Han had been a huge fan of the tasty snack until chicken feet became the center of a food scare. In China’s latest stomach-churning scandal, central China’s Hunan Province busted two smuggling gangs with chicken feet among 800 tonnes of frozen meat seized in a case worth about 10 million yuan (1.6 million U.S. dollars). A total of 20 people were detained, reports Xinhua.

“I almost vomited when I opened the compartment containing the smuggled feet. The putrid smell was disgusting,” said Zhang Tao, customs officer in Hunan’s capital Changsha.

Customs told Xinhua that the smuggled meat never went through quarantine procedures and that some of the chicken feet had long expired.

Chicken feet, often served as a cold dish with a beer, enjoy wild popularity in the country. Packaged chicken feet can be found in supermarket and convenience store.

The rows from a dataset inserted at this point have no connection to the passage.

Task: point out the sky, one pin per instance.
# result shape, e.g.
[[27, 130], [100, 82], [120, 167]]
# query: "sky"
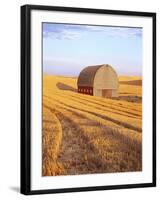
[[68, 48]]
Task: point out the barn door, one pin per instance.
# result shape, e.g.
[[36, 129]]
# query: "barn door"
[[106, 93]]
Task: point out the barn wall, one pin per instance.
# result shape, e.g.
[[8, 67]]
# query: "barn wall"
[[97, 92], [85, 90], [114, 93], [106, 78]]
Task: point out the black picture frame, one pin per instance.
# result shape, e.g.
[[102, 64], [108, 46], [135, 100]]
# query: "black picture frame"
[[26, 98]]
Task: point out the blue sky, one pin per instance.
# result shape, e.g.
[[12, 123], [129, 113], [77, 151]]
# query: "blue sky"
[[68, 48]]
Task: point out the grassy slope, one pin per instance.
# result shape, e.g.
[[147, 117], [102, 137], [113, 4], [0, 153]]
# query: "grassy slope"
[[98, 135]]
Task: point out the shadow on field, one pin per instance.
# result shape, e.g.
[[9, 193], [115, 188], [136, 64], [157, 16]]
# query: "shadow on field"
[[63, 86], [134, 99]]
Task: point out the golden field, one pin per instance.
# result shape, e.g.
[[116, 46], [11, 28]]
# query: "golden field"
[[85, 134]]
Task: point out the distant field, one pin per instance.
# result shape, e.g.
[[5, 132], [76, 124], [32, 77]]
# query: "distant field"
[[84, 134]]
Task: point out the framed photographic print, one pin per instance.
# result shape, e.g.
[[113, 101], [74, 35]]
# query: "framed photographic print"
[[88, 99]]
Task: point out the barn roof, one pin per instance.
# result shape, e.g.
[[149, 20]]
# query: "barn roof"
[[86, 76]]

Supply can hardly keep pace with demand, chicken feet are being illegally imported from abroad, processed in local workshops or small factories before being sold to vendors across China.

In the Hunan case, one of the suspects known only as Li said he and his family had smuggled at least 100 tonnes of pig trotters and chicken feet in the past year.

Yang Bo, deputy head of Changsha customs, said smuggled products contain much bacteria and blood. Importers soak them in hydrogen peroxide, a banned food addictive, to make them look healthy and fresh, and to extend their shelf life.

Staff at Guangxi entry-exit bureau on the Vietnam border told Xinhua that disease is easily transmitted in uninspected frozen food, even H7N9 bird flu. Bacteria can live at low temperatures for a long period of time. Guangxi witnesses numerous similar cases every year.

The topic is the subject of much discussion online with more than 112,000 comments on web portal 163.com. A new term “Jiangshi Fengzhao” (zombie chicken feet) has been coined and others sarcastically suggest that the infected talons might have a “flavor of history.”

Only through more strict border supervision can the disgusting trade be ended.

“Any clamp-down on smuggled products requires cross-provincial cooperation,” Yang Bo said.

It is not the first time chicken feet have been a center of public clamor. In 2013, police in Guangxi confiscated more than 20 tonnes of chicken feet from a frozen meat warehouse, some of which were more than 40 years old.

China’s food safety credentials took many hit when one high-profile food scandal after another shook the confidence of consumers. In April and June the General Administration of Customs launched two campaigns against smuggled frozen meat. Authorities at the local level have also focused on the issue.

But Han Jing, like many Chinese consumers, remains suspicious. “I don’t think I will ever try chicken feet again,” she said. “They make me want to throw up.”